Interview: China can boost Argentina's value-added exports, says soy producer


As China and Latin America bolster bilateral ties, Argentina's agricultural sector sees the Chinese market's potential in boosting the South American country's value-added exports, according to a leading soy producer.

Martin Coarasa, a soy exporter from Zarate, a town located 90 km north of the capital Buenos Aires, spoke with Xinhua about his experience of exporting to China for years and the Asian giant's impact on his country's productive sector.

As the world's "leading importer" of soy, China, to a large degree, sets the pace of production in countries like Argentina, said Coarasa.

At the same time, a closer look at China's productive sectors reveals the degree of autonomy it has achieved in many areas by optimizing its industrial capacity, he noted.

So, "the idea is to export them (as) differentiated products, like wine, which is of a very good quality here in Argentina, or foods. For us it would mark a giant step towards improving our exports, and I think it's possible," said Coarasa.

Chinese demand, in any area, is decisive to promoting production in Latin America, especially in places like Argentina, he added.

The soy industry is a clear example of that, he said. Growing Chinese demand, coupled with technological advances, led local farmers to turn their attention to soybeans.

"Exports to China began hand in hand with soybeans. Argentina always exported wheat and corn until soybeans were included, with China being one of the main destinations of the exports," said Coarasa.
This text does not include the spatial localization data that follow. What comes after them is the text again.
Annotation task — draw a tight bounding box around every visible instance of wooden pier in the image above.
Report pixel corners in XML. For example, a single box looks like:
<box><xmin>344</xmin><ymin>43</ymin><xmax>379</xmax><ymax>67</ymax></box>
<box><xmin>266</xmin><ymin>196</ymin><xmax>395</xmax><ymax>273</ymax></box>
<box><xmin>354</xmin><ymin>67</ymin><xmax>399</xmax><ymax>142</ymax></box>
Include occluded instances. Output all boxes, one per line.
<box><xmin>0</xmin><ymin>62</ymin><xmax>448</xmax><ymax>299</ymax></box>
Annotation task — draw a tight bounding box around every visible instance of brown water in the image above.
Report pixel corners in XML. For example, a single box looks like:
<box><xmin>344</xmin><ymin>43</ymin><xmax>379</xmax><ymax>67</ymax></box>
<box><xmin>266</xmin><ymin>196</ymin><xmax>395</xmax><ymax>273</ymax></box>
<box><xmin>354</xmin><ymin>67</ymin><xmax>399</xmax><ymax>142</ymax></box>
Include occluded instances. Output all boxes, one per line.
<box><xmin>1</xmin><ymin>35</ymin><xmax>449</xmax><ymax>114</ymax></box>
In Argentina, soybean exports in grain form are shipped from two ports that are close to each other: the Lima and Palmas ports, both situated on the banks of the Parana River, which leads to the Atlantic via Rio de la Plata River.

Aside from raw materials, Argentina has enormous potential in wading into the Chinese market with other value-added products, but it must first study its target consumers, he said.

China also aims to expand ties with the region beyond the import of raw materials, and is investing in infrastructure, energy projects and other areas, he noted.

Stronger ties between China and Latin America are an important development for the region, as they "signify a relationship with the world's second-largest economy," said Coarasa.